NFIP - National Flood Insurance Program, created by Congress
in 1968 to address recurring significant property losses
due to flooding. FIRM - Flood Insurance Rate Map created by FEMA (Federal
Emergency Management Agency) showing areas of
relative flood risk. FIRMs are updated periodically to
reflect changes in observed flood patterns, residential
and commercial development, roadway construction,
and other factors that affect an area's BFE. BFE - Base Flood Elevation - level to which floodwaters have
at least a 1% chance of reaching during any given year.
Elevation Certificate - document completed by an authorized
surveyor, engineer, or architect that shows a building's
design, position on the lot or property, and lowest point
relative to the BFE.

Cities, towns, counties, and communities voluntarily participate in the NFIP by adhering to the floodplain management practices put out by FEMA and having their FIRMs updated periodically.
Unless there is mortgage financing on a property,
flood insurance is NOT required.
Flood Insurance is only required on financed properties
located in flood risk zones starting with "A" or "V",
as shown on the FIRM.
Most lenders now want Flood Insurance premiums escrowed
along with property taxes and other hazard insurance.

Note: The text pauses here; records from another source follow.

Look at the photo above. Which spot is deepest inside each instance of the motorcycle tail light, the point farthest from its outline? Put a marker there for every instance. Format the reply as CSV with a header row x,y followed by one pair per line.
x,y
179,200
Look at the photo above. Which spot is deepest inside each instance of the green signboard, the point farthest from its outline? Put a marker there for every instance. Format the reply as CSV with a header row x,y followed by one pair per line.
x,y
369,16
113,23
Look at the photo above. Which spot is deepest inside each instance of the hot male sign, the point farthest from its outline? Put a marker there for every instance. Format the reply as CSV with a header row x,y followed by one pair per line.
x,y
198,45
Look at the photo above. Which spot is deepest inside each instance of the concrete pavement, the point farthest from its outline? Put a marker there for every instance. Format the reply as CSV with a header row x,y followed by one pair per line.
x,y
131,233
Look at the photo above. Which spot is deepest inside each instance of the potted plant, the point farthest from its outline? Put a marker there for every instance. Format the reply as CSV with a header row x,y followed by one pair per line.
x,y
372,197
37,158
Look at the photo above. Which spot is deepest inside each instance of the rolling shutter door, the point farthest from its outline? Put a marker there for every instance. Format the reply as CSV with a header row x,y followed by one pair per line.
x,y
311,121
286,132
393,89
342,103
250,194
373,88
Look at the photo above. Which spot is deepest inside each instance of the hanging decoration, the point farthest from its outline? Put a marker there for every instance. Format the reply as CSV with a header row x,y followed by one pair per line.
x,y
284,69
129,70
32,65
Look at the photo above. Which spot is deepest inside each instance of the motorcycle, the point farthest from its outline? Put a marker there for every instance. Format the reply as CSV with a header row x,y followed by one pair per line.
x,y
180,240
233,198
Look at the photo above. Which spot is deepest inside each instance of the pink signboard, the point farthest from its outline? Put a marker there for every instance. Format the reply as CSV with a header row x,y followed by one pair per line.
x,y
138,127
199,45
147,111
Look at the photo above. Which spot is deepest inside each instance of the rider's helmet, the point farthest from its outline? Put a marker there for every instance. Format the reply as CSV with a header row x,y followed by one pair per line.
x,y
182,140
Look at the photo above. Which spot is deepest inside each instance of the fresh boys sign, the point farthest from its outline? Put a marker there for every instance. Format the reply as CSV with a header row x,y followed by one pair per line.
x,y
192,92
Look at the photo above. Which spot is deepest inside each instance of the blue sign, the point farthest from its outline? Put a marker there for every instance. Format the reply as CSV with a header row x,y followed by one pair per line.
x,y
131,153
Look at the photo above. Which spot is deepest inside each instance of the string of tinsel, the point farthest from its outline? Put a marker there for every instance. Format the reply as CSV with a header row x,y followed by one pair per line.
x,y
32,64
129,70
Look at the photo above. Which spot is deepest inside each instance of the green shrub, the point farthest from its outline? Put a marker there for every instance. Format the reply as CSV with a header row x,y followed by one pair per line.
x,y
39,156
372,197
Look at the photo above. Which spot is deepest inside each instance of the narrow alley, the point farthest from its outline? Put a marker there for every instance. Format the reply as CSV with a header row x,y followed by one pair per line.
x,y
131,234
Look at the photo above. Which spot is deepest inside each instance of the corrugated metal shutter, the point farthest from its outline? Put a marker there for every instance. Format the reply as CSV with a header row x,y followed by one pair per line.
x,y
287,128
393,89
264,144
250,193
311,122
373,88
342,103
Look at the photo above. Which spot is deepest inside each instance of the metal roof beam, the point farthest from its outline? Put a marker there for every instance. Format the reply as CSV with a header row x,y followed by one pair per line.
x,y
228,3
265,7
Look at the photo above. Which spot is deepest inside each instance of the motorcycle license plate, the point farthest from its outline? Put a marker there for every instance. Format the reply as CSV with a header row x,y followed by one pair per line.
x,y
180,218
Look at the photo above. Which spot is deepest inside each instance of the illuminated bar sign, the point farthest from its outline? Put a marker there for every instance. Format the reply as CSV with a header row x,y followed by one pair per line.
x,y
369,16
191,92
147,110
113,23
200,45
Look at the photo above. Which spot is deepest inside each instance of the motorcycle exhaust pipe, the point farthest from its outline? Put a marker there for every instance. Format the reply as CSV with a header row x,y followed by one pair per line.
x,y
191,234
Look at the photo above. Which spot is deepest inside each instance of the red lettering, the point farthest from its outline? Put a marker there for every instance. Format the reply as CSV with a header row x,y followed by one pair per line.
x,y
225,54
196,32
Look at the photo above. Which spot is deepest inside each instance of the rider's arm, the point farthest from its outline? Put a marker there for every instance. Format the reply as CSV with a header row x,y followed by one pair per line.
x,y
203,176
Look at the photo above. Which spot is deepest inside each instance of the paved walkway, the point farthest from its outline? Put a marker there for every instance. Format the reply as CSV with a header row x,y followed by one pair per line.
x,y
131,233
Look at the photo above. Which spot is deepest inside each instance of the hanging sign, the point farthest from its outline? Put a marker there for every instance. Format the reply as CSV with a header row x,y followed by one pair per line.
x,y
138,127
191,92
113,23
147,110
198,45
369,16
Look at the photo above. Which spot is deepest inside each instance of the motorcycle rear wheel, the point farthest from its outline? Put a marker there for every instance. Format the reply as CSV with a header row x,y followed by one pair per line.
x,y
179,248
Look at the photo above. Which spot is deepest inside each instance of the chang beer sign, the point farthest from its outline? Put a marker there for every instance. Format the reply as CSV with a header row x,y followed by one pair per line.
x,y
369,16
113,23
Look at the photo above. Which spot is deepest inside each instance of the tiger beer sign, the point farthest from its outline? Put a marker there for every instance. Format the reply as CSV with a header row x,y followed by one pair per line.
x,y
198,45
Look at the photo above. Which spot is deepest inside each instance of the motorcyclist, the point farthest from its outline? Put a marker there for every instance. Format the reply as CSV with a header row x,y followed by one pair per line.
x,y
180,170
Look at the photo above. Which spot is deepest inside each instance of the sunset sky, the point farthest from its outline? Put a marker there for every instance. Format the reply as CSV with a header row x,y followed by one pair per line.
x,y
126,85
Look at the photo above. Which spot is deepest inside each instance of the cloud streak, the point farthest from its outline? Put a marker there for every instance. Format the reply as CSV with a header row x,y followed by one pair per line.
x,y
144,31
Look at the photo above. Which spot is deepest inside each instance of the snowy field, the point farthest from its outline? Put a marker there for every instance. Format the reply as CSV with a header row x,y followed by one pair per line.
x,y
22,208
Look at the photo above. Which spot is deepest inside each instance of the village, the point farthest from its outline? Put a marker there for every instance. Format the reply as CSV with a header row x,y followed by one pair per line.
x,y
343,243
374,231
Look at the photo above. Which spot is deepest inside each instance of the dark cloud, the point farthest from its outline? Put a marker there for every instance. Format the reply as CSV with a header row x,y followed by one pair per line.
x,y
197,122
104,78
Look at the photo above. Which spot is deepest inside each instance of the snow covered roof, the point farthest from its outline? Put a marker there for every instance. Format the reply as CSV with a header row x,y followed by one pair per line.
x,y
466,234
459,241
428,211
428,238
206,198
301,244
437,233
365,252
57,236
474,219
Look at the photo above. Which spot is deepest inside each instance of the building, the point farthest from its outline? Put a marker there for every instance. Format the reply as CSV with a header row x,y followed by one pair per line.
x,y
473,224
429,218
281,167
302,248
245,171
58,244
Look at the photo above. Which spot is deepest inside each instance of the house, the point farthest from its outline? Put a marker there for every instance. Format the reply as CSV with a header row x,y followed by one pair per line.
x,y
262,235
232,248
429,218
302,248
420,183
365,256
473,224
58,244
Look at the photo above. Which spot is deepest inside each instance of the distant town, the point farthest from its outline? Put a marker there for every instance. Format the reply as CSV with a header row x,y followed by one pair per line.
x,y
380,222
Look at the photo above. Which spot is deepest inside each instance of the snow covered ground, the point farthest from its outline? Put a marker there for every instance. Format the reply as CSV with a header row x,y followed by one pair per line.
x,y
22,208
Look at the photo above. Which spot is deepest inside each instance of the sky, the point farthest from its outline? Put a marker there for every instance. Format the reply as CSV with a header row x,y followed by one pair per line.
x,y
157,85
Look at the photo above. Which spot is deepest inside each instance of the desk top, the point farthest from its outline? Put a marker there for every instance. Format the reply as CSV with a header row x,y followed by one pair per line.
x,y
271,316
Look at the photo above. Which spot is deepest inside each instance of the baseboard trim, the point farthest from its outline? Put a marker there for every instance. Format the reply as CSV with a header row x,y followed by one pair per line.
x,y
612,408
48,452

If your buyers learn only these 3 things from you about Flood Insurance, they'll know much more than most other buyers!
If a property is owned free and clear or is being purchased with all cash, the owner may choose to be "self-insured", personally accepting full risk and paying for all damages out of pocket.
However, all homeowners/hazard insurance policies specifically exclude flood damage.
Even when financing is not used, I feel Flood Insurance is a good idea for properties in those A and V higher-risk zones, especially if the first floor is not elevated.
Note: Rarely, HOAs in flood-prone areas will require individual owners to maintain Flood Insurance even if no financing is used.